La recette est simple, il faut juste se souvenir de la formule : 3, 2, 1.

  • 3 doses de Prosecco italien ou tout autre vin pétillant très sec
  • 2 doses de biter : Salers ou Avèze ou autre liqueur de gentiane
  • 1 dose d’eau pétillante ou eau de Seltz
  • glace

Autre recette

  • Déposez des glaçons dans votre verre
  • Versez 3cl Gentiane,
  • 6cl de vin effervescent,
  • 6cl d’eau gazeuse
  • finissez par 2cl de sirop de pamplemousse.

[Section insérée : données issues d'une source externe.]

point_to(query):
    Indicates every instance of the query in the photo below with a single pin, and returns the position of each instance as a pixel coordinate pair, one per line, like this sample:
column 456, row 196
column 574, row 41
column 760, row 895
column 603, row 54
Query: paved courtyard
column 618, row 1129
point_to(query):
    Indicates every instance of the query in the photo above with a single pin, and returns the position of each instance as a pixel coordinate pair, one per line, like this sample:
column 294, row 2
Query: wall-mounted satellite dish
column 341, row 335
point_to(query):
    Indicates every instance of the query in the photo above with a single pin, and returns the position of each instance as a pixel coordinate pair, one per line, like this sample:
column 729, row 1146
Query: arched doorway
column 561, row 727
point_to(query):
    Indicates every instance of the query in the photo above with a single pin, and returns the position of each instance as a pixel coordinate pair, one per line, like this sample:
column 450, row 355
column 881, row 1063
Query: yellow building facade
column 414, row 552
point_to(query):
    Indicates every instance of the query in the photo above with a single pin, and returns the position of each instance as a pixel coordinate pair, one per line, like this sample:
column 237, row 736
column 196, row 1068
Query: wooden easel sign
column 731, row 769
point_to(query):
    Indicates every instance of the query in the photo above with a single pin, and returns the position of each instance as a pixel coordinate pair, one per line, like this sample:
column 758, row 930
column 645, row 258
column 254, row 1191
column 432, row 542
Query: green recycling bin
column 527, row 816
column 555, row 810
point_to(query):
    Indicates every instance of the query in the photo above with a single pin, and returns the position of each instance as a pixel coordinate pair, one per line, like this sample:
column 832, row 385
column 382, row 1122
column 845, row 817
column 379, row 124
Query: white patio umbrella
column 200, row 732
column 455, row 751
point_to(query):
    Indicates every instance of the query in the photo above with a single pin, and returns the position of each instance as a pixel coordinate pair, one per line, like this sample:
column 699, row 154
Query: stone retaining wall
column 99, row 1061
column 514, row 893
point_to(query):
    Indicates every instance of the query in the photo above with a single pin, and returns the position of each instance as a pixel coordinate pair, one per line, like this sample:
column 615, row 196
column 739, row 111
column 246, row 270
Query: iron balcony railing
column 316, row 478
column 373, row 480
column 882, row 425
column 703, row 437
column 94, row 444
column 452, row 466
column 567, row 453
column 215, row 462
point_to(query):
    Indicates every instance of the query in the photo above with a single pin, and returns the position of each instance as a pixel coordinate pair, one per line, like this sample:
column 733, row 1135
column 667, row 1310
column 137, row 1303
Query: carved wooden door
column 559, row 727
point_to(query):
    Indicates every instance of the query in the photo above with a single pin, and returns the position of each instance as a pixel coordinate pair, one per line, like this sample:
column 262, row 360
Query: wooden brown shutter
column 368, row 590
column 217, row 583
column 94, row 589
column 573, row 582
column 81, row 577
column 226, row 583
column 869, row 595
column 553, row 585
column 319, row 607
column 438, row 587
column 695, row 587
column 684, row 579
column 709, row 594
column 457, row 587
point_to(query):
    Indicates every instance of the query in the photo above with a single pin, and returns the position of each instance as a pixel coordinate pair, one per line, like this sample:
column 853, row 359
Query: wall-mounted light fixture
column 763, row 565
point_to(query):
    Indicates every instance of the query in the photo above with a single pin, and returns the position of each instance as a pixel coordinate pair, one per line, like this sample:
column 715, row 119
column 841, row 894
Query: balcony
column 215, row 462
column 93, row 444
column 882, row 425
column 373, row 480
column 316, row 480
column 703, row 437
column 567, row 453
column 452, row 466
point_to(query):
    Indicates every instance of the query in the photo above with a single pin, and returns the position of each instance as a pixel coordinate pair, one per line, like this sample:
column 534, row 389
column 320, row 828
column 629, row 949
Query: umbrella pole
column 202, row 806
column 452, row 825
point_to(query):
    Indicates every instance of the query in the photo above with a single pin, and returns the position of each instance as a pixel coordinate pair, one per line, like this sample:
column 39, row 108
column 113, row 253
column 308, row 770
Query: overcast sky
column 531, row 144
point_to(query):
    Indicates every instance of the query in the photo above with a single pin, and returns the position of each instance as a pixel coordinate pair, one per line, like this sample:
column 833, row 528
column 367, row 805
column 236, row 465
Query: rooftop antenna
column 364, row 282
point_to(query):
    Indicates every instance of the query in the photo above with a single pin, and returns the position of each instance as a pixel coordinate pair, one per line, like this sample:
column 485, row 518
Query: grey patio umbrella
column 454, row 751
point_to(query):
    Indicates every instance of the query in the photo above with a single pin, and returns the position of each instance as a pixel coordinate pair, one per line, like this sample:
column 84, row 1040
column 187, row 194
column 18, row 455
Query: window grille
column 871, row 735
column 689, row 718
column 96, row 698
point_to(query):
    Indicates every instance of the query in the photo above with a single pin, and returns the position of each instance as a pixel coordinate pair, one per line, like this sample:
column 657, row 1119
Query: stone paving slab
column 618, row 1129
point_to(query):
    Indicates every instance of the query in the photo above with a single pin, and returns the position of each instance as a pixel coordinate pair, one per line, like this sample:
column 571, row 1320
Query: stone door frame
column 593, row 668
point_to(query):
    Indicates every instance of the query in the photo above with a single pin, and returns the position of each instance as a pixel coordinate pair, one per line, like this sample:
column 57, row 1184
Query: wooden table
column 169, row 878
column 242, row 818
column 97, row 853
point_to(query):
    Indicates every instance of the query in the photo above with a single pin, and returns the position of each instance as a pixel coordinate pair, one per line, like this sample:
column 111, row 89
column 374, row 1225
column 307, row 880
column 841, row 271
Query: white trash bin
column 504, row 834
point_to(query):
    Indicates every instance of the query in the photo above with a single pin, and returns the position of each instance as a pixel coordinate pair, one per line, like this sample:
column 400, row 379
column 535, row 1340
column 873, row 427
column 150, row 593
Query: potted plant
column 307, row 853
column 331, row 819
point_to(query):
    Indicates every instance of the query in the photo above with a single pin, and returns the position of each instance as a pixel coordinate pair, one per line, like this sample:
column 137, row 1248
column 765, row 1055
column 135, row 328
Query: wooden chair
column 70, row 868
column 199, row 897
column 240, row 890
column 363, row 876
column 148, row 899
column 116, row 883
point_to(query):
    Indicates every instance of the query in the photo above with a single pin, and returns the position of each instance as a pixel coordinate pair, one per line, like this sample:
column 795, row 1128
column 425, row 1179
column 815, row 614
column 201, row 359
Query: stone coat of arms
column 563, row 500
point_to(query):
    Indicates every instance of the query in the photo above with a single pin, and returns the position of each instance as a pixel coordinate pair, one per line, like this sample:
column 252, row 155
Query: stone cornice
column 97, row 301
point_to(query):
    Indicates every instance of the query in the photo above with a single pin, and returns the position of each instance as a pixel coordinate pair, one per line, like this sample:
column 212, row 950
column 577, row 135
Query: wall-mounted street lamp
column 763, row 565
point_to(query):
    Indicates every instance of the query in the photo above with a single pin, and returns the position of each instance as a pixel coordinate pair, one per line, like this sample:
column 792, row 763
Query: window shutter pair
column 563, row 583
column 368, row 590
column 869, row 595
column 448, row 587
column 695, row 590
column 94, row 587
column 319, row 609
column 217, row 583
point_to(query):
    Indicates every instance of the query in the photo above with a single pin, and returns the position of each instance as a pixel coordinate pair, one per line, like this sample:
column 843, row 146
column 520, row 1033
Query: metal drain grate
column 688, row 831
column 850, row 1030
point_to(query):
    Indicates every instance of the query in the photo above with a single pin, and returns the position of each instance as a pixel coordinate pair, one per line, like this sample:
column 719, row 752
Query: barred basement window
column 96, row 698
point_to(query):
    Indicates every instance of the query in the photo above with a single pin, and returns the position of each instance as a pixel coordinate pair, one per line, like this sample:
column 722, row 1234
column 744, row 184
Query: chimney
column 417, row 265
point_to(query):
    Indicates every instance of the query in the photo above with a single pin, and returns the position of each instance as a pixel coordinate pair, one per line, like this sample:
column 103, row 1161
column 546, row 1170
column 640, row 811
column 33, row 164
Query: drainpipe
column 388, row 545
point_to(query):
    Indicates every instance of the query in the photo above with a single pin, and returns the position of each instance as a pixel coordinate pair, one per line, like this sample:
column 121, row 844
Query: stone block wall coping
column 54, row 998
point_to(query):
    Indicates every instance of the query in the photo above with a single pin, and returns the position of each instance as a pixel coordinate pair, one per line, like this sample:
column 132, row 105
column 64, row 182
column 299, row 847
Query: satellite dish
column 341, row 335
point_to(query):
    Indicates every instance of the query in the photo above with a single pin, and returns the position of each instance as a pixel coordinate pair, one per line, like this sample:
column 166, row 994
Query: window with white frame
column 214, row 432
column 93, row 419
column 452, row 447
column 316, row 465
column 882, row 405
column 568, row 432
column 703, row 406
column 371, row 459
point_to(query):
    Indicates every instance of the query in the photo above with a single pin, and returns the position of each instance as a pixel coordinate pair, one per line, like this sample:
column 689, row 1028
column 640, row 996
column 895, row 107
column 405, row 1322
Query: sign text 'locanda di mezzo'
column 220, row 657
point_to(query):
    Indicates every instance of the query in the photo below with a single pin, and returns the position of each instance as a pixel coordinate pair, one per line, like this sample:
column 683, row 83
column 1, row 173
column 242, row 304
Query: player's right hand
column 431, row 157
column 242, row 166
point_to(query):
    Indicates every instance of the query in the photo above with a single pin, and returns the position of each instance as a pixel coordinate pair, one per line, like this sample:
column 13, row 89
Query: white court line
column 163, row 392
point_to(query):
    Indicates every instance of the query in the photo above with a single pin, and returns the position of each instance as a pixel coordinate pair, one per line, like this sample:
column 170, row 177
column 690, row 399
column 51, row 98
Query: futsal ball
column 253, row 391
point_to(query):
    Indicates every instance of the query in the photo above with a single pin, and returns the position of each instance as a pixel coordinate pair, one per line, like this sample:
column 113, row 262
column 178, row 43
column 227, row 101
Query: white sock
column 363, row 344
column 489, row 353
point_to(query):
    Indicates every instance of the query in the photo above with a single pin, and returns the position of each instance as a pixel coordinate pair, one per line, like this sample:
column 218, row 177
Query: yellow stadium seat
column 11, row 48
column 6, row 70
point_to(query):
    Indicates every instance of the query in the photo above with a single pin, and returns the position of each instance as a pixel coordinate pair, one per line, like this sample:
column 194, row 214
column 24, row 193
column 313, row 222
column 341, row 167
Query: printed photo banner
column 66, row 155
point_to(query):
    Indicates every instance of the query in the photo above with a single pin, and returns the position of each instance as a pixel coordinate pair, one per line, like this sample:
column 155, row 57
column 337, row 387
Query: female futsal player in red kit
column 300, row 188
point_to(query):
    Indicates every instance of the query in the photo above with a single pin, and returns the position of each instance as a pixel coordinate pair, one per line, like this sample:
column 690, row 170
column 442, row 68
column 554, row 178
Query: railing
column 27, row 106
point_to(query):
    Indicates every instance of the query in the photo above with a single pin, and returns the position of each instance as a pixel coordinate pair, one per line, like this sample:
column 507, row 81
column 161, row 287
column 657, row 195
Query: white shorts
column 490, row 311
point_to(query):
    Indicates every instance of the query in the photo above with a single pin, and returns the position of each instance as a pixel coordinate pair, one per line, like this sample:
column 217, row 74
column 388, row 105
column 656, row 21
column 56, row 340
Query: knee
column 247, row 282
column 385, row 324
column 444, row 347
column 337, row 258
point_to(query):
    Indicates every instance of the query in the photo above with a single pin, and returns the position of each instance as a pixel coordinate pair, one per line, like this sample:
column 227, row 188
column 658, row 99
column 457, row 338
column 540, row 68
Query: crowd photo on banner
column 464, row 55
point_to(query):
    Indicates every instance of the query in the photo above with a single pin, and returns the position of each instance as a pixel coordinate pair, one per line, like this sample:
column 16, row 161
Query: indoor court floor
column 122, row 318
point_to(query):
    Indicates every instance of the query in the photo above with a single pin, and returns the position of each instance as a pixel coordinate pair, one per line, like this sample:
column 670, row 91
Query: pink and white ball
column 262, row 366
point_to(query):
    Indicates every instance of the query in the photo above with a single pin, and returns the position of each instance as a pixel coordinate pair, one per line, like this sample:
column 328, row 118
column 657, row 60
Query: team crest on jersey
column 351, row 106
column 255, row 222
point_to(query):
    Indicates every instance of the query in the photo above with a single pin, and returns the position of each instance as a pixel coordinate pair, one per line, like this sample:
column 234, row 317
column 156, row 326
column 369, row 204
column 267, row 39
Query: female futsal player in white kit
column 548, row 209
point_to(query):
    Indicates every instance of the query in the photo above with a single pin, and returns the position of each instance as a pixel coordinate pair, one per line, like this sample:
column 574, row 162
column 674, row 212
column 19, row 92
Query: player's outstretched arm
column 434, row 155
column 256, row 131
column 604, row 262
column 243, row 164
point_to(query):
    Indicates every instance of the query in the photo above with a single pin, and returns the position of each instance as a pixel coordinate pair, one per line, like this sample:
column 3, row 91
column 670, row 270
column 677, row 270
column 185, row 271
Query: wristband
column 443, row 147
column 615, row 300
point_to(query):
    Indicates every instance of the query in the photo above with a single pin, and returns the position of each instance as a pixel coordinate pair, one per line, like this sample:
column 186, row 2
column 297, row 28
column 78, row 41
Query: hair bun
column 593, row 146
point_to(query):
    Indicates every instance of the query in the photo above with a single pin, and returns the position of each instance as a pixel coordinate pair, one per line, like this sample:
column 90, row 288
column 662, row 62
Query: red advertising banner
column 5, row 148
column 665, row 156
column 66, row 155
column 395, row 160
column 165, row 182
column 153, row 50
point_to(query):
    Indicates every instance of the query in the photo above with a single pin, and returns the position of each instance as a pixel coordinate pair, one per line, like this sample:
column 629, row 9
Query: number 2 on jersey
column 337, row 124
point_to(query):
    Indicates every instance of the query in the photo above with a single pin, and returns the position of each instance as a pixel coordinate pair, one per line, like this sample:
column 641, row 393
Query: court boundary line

Vous pouvez aussi décorer votre verre d’une rondelle d’orange.

L’alcool de gentiane

L’alcool de gentiane ou eau-de-vie de gentiane, ou encore plus simplement gentiane (ce qui induit des confusions avec la liqueur de gentiane) est une boisson alcoolisée, traditionnellement produite à partir des racines et des rhizomes fermentés de la gentiane jaune (aussi appelée « grande gentiane »).  Cette eau-de-vie est produite dans certaines régions de France, de Suisse, d’Italie, d’Allemagne et d’Autriche.

Récolte et distillation

Gençanaïres dans le Velay avec leurs fourches du diable

L’alcool de gentiane est distillé à partir des racines et des rhizomes fermentés de la gentiane jaune. Les racines et les rhizomes sont traditionnellement arrachés par les gençanaïres ou gentianaires durant l’automne pour une distillation qui se déroule pendant l’hiver. Quinze kilos de racines et de rhizomes de gentiane permettent de produire un litre d’alcool. La fabrication de cette eau-de-vie passe par trois étapes primordiales. Dans un premier temps, les racines et les rhizomes sont soigneusement nettoyés et réduits en fines lamelles.

Puis après 6 semaines de fermentation dans des caves chauffées à 20 °C, une première distillation du moût produit un liquide titrant de 25 à 30 % appelé « blanquette » dans le Jura (ce liquide prend le nom de « flegme » lors de la distillation de grains ou de « brouillis » dans la distillation du Cognac). La blanquette est ensuite redistillée et donne après rejet des distillats de tête (encore appelés dragon ou chien dans le Jura) un produit titrant de 70 à 90 %, réduit ensuite par addition d’eau pour donner un produit final titrant de 40 % à 55 % suivant le goût du distillateur.

Consommation

L’eau-de-vie de gentiane est consommée traditionnellement en tant que digestif. Elle remplace parfois la vodka dans la coupe colonel (sorbet au citron accompagné de vodka).